Plugins: Threatening to Go Public

A lot, like a lot a lot, of people threaten to go public with how evil the Plugins team is. That rarely works out for them, since most of the time I’m very good about covering my bases, giving people just enough rope to hang themselves, and documenting it to CYA. Also most of the time they’re wrong. If I’m wrong, I apologize and try to make amends.

But they still threaten. Few people it’s rarely going to be what they want, since they’ll say “I was banned because I refused to fix X” or “My plugin was rejected because wouldn’t change X” and that reflects on them, not me. Now that does depend on what X is, like sometimes it’s as weird as not documenting a remote call, or it’s not wanting to use the default jQuery. A lot of people refuse to stop including libraries that are default in WP for reasons I cannot fathom.

Today’s story is about one of those where X was a security issue.

Security Closure

One of the fun/annoying parts of plugins are security reports. We get a lot and they’re rarely well written so they take time to unpack what the plugin is and what exactly the issue is. Dion has since crafted a way to collect more of the details to expedite (which helps a lot), but back then? I did it all manually, checking and testing every time.

That routine and practice is a large part of why it’s taking so long for folks to catch up after I left, I had a routine and muscle memory working for me on top of a decade of experience. They’re individually about as fast as I was when I started, and back then we had a lot fewer plugins and a lot simpler ones!

This report was for a valid XSS and SQL injection issue on a plugin untouched for 6 years. No big deal, mistakes happen and this was clearly a mistake. The plugin was closed and the dev emailed.

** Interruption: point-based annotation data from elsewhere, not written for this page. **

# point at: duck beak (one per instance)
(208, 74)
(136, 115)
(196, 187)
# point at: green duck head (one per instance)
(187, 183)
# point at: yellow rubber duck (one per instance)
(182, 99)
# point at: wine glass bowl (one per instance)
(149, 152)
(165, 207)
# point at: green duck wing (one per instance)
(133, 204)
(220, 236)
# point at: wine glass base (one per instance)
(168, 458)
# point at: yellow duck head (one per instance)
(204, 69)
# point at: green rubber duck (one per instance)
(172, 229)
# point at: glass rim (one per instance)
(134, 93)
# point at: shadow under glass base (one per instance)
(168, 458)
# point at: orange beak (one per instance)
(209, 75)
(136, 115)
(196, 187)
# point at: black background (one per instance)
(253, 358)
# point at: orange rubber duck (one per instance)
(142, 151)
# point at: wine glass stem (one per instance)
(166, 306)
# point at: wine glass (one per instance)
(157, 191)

Now these old and non-updated plugin closures usually fall into two categories:

  1. The developer replies, fixes the plugin, all is happy
  2. The developer never replies, plugin is closed forever, sadness reigns

But then we got the weird one.

Note: My wife always laughs when I say ‘and then it got weird’ because it’s usually already pretty weird.

This guy, let’s call him Glen (not his real name), emailed back and said he hadn’t updated but he tested the plugin and it worked on the then stable version of WordPress. Great. But he has to fix the code. So he was told “If you have not updated the plugin on SVN, we will not review it” among other things.

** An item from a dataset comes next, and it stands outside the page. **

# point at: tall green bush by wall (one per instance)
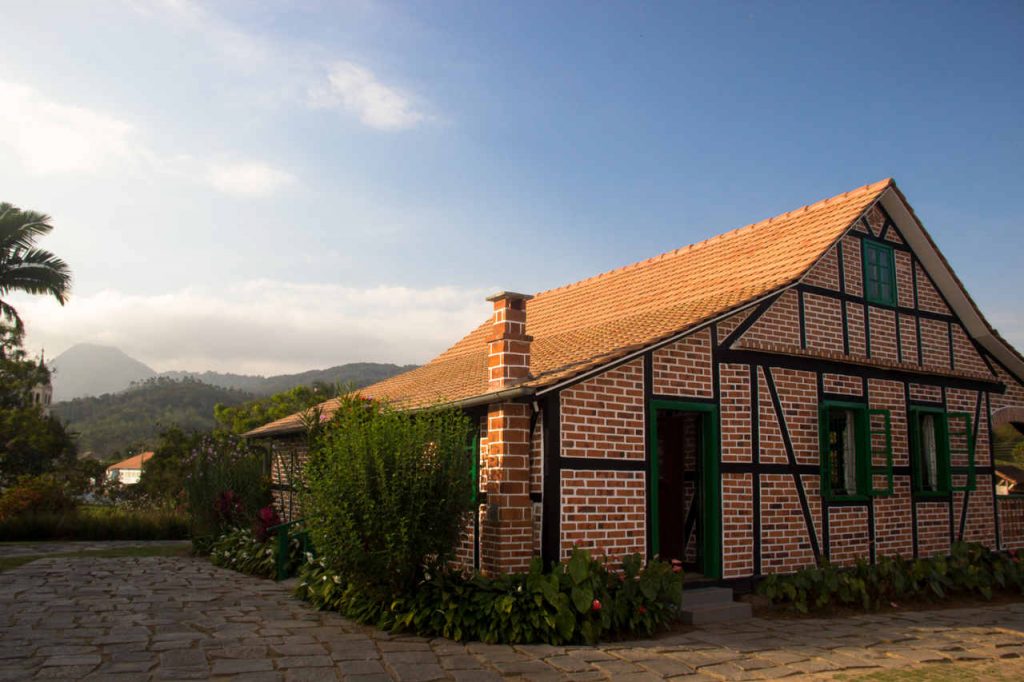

Glen complained that he did this shit for free (join the club, Glen) and he was the reason WordPress was popular (… what?), and for sure he would not be able to update on short notice. The plugin was already closed and if you’re wondering what notice, he meant the time to disclosure. Remember after 60 days the site will say (in broad terms) why a plugin was closed.

Now. Saying you can’t fix the plugin asap is totally okay. Take the time you need, but I am not reopening if it’s not safe. Period. It was already 0-day’d.

Glen wanted me to call him (Hah!) and he would tell me all about WordPress’s many, obvious, security issues.

No Phone Calls

I told him no, I would not give him my number.

He was reminded that the plugin is his responsibility, not mine. I don’t work for him any more than he for me. We’re all volunteers, yadda yadda, and by the way, here’s how you report WP core issues. Finally he was reminded the plugin was already closed, and he could take the time he needed to correct it, even years.

He agreed to update, when he could. Again, I told him that was fine, and to do what he could when he could, we understood. But Glen got all fired up over being “asked” to “look into” his security issues and continued to complain that he had to fix his own plugin.

For the record, everyone has 60 days before the reason for closure is made public. There has never been an ultimate limit to fix the plugin after closure. The longest has been over a year. I never cared if it takes you 6 minutes or 6 hours or 6 years! But Glen? Well … he threatened to post on social.

So let’s get it clear. Glen was going to post on social that:

  1. He was told about a security issue in a plugin he hadn’t touched in 6 years, his plugin was closed, and he was given a timeline for disclosure of why it was closed.
  2. He ignored the security issue and said it worked on 5.X so it’s all good.
  3. He was told we would not reopen the plugin unless he updated.
  4. He decided it was rude of us to say that.
  5. He accused the plugin team of being rich (hah).
  6. He threatened to tell everyone the whole story.

Besides the fact that it’s not going to go his way (people would read “You refused to fix your own plugin and demanded a known vulnerable plugin be restored?”), it’s pointless. It wouldn’t change anything. The plugin would remain closed and he’d get banned for threats. Because the textbook word there is he was trying to extort us by threatening … dog shaming?

Stop Hitting Yourself

I pointed out that his ‘version’ wasn’t going to make him look good. He was welcome to go public if he wanted, but again, all he was being asked was to fix the plugin when he could, and no, I would not reopen it until it was fixed.

He doubled down, used some choice words about the matter, and was banned.

I don’t think he ever did go public, but he never fixed his plugin or self-hosted it either.